What does a fully AI-empowered marketer look like?

What does a fully AI-empowered marketer look like?

Originally published on Mi3

Imagine having a dedicated marketing professional for every one of your prospects and customers. A marketer who knows each individual customer and deeply understands what they want. A marketer who never gets tired of producing personalised, relevant, timely offers, and always follows up with data-driven optimisations.

I’m sure you can see where I’m going with this.

Having artificial intelligence in your corner really does give you the power to produce hyper-personalised, optimised marketing content for each and every person that your business interacts with.

But the question is – how do we get there? I’ve spoken to CXOs across the APAC region, and there’s a great level of excitement around just about every application of AI you can think of.

But how is AI actually being used? I see a lot of marketers struggling to wrap their arms around all of what AI can offer, and in the end, perhaps failing to implement anything.

With so much on offer, it’s hard to know where to start. But where I’m seeing the biggest gains in productivity is when AI is built directly into the flow of work.

I’ll give you an example – I work for a global company, so when I log on in the morning, I can see there are dozens, maybe hundreds, of Slack notifications. But instead of manually sorting through them all, I rely on Slack AI. Every day, at a time I’ve set, Slack AI delivers a concise recap directly to me. By the end of the recap, it tells me the number of messages summarised and the time I would have spent reading those messages.

This is where the leadership of a great CMO comes in – it’s down to us to be the bridge between C-suite executives with the vision for what AI can do, and the employees and teams who'll be using the tools on a daily basis.

And when we’re aligned, we can take control of the way that customers and companies interact – a space set to be revolutionised by AI.

How we’re using AI at Salesforce

I’m constantly inspired by the amazing things I see my team doing with the Agentforce Platform .

For almost any marketing activity you can think of, we’re able to use our platform’s AI functionality to enhance efficiency, relieve the admin burden, and ultimately create the experiences that our customers want.

This is just a snapshot, but here are just a handful of the ways generative and predictive AI are helping Salesforce marketing teams.

  • I’ve said before that producing and posting 15 different versions of a marketing asset for various social platforms isn’t marketing – it’s operations. It’s a potential waste of time that is diverting your teams away from more productive work. Atomisation of content for all your channels is a job that can be handed off to AI with very little risk. But make sure the platform you’re using can be trained using your brand identity and tone of voice – not all of them can.
  • Once your audience is becoming more engaged , you can start to use your first-party data to create hyper-personalised content for each customer.With AI, granular segmentation of your audience takes minutes instead of days, and generative content creation can produce personalised messages and journeys for each and every one of your customers – take a look at what my friends over at the AFL are doing with AI for a great case study of how this works. Generative AI can take elements of your marketing materials like EDM subject lines, social posts, and even web copy, and create iterations that allow for rapid A/B testing – ultimately leading to better performance for your campaigns and more relevant content for your customers.
  • From the very start of our relationship with any customer, we’re receiving predictive recommendations from Salesforce Einstein on the next best action , so that offers can be perfectly timed to capture a customer’s attention right when they’re most likely to buy.
  • I’ve seen some amazing work happening in the ABM sphere too. With data-driven insights provided by Einstein, we’re able to prioritise the accounts that show the greatest promise without having to wade through huge amounts of information spread across a multitude of sources.
  • Of course, marketers’ jobs don’t end when the last EDM of a campaign is sent or an ad is clicked. We all have a responsibility to understand how our work impacts business objectives, but not all marketing professionals have an aptitude for data analysis.Salesforce marketing AI now allows you to optimise your planning and spending using data-driven insights. And because these can be accessed using natural language prompts, anyone can get in-depth analysis of campaign performance.

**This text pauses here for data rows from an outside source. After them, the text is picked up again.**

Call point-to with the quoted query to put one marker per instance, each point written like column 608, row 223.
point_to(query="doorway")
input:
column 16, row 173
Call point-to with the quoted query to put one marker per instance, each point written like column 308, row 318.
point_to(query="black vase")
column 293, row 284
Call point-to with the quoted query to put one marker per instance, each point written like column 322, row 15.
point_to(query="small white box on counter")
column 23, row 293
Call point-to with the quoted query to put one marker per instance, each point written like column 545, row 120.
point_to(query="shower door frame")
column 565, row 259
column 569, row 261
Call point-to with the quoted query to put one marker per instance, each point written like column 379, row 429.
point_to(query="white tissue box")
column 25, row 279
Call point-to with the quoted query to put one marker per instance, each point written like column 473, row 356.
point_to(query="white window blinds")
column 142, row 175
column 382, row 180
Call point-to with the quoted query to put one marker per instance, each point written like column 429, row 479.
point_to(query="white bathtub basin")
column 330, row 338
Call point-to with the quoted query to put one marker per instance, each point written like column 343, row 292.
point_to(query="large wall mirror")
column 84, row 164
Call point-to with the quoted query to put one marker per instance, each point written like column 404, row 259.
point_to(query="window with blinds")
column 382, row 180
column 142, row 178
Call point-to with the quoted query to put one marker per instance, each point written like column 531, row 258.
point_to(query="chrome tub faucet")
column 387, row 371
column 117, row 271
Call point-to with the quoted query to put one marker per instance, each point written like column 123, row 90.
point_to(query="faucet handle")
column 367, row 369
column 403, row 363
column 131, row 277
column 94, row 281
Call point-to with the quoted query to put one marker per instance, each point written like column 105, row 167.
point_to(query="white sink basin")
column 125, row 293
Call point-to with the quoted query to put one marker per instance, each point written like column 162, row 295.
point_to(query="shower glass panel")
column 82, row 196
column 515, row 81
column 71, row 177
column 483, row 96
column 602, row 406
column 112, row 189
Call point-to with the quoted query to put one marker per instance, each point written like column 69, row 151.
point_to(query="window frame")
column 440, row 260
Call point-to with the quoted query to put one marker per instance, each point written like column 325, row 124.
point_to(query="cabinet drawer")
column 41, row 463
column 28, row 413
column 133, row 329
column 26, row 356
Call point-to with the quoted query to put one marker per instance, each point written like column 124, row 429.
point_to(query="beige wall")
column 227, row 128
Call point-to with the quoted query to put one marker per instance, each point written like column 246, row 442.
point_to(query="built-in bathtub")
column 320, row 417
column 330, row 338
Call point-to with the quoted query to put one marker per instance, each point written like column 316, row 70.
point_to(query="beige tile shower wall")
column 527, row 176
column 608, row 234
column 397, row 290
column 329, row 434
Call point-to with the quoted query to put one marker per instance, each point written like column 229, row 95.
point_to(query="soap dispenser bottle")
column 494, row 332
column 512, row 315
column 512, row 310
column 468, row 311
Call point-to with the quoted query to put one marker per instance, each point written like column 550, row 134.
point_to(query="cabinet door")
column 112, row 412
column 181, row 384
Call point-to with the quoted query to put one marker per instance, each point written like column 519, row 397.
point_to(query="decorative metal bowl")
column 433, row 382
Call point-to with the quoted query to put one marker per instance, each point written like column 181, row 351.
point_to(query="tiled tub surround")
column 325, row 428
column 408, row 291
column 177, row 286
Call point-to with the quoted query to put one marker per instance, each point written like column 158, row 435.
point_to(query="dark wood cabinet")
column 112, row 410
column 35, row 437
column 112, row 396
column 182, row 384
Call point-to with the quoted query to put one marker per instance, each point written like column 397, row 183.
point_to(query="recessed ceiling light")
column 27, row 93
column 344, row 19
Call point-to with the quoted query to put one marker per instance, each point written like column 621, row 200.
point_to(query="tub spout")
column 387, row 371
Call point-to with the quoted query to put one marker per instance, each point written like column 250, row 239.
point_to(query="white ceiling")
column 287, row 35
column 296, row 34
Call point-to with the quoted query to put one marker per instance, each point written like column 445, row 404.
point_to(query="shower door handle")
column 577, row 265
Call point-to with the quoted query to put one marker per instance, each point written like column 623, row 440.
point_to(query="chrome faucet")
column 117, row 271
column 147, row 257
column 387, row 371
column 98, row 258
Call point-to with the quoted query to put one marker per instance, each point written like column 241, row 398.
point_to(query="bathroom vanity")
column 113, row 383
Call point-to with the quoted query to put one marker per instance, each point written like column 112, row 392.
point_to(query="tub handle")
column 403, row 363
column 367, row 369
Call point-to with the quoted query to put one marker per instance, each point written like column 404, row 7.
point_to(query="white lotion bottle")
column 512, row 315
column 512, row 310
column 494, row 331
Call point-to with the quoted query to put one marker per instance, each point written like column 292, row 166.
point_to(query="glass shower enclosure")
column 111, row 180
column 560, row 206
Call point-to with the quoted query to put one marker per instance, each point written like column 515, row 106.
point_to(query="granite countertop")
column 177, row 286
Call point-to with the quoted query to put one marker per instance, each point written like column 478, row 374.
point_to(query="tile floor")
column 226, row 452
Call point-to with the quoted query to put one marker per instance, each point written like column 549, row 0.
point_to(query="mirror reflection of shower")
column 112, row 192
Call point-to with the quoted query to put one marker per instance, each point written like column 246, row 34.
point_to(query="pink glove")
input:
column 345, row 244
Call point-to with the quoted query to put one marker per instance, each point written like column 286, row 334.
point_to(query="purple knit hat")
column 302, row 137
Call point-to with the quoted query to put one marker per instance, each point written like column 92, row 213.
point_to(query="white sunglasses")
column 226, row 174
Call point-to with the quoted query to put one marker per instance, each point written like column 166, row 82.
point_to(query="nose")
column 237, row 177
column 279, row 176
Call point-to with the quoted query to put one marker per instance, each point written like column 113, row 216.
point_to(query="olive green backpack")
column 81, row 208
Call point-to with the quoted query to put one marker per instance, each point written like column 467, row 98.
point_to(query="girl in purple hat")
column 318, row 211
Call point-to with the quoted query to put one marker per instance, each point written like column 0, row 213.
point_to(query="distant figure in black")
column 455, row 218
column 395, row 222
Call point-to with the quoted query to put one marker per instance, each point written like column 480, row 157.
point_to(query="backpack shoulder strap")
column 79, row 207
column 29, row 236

So what does good look like? Click below to watch Executive Conversations with Jon Goh, Head of Marketing Technology and Orchestration, Medibank.The team at Medibank have evolved from automating the four most common and simple use cases to exploring generative AI to help personalise customer experiences.
Jon Goh, Head of Marketing Technology and Orchestration, Medibank

Connecting vision and action

Right now, generative AI is sitting at the top of Gartner’s ‘peak of inflated expectations’, and it’s the CMO’s job to guide our teams through the next phase – ‘the trough of disillusionment’.

I like to talk about AI-empowered marketers, rather than AI-powered. There are dozens of other examples of how AI can save time, and allow our teams to connect with one another. And the accumulation of those incremental gains is where the opportunity lies – once we’ve identified the ROI of these smaller, practical implementations of AI, we’ll have the justification for the more seismic changes to the way we work.

The productivity gains offered by generative and predictive AI are simply too good to ignore, and those who embrace them are sure to find themselves leading the industry.